Poiché questa disciplina è così importante, ingentilita e abbondante di erudizioni varie e plurime, non credo che sia giusto che si proclamino all’improvviso architetti, se non quelli che dall’età puerile salendo attraverso questi gradi delle discipline e nutriti dalla conoscenza delle maggior parte delle scienze e arti giungono al sommo tempio dell’architettura. E forse sembrerà incredibile agli inesperti, che la natura dell’uomo possa imparare e contenere con la memoria un così gran numero di discipline. Tuttavia accorgendosi che tutte le discipline tra loro hanno una unione e un collegamento, crederanno che (ciò) possa facilmente accadere; infatti una disciplina generale è composta come un solo corpo da queste membra. E così quelli che dalle tenere età è istruito in varie erudizioni, riconoscono in tutte le discipline le medesime caratteristiche e la comunicazione (l’unione) di tutte le discipline, e per questa ragione apprendono più facilmente ogni cosa.

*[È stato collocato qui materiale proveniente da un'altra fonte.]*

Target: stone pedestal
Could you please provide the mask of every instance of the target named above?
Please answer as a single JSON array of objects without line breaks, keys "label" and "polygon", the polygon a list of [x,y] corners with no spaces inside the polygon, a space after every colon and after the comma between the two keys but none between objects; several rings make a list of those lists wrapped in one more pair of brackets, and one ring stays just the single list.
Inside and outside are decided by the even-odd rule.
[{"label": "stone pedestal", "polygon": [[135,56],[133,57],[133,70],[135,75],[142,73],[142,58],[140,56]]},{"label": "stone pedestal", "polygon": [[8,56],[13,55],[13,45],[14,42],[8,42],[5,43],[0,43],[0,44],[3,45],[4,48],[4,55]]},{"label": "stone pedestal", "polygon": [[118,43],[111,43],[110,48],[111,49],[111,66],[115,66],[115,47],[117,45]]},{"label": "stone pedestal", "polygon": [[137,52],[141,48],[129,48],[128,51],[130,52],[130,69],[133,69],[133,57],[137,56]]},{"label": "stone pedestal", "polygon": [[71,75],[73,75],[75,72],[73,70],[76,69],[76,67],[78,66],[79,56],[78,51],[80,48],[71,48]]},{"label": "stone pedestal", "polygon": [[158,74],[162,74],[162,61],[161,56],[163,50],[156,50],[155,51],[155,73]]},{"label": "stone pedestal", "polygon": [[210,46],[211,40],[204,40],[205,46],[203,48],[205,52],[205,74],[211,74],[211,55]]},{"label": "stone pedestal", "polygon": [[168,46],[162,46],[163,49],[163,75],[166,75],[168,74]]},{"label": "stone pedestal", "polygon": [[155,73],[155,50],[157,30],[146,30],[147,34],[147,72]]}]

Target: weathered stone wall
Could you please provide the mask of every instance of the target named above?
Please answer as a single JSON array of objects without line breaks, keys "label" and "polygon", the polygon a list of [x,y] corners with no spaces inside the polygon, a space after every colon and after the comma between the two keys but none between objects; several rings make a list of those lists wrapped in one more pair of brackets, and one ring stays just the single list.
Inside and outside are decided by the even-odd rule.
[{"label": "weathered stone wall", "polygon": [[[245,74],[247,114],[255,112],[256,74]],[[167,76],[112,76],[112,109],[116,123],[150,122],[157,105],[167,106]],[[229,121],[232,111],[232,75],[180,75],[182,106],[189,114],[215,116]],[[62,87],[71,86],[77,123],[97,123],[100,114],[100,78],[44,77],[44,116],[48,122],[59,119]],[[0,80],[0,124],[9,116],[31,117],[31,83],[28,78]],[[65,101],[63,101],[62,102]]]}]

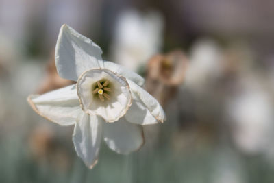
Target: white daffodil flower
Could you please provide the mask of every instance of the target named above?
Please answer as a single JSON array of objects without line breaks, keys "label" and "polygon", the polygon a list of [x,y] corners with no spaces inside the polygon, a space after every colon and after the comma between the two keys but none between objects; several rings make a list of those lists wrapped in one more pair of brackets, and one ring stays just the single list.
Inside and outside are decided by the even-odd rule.
[{"label": "white daffodil flower", "polygon": [[101,140],[127,154],[144,143],[141,125],[165,120],[161,106],[142,88],[144,79],[114,63],[103,61],[101,48],[64,25],[55,49],[58,74],[77,81],[28,101],[40,115],[60,125],[75,124],[73,141],[86,166],[97,162]]}]

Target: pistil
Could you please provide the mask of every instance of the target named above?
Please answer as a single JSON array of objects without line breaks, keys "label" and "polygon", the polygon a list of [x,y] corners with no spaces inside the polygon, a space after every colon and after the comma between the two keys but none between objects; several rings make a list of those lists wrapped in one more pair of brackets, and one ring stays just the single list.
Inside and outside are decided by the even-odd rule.
[{"label": "pistil", "polygon": [[97,86],[95,86],[95,89],[92,90],[92,93],[94,95],[98,95],[99,98],[101,101],[105,101],[105,97],[108,99],[110,99],[110,95],[106,93],[111,92],[111,89],[109,87],[107,87],[109,86],[110,82],[106,80],[103,83],[97,82]]}]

E così tra gli architetti antichi Piteo, che costruì mirabilmente il tempio di Minerva a Piene, disse nei suoi commentari che l’architetto deve essere in grado di fare in tutte le discipline e dottrine di più di quelli che condussero alla somma fama le singole cose (probabilmente i campi del sapere) con le loro attività ed esperienze. Tuttavia tale cosa non è confermata. Infatti un architetto non può e non deve essere un grammatico, come lo è stato Aristarco, ma non deve neanche essere un illetterato, né un musico come Aristosseno, ma neanche uno che non conosca la musica, né un pittore come Apelle, ma non un inesperto di disegno, né uno scultore come Mirone e Policleto, ma non ignaro dell’arte plastica, né ancora un medico come Ippocrate, ma non ignorante in medicina, né eccellente singolarmente nelle singole discipline, ma non inesperto in queste.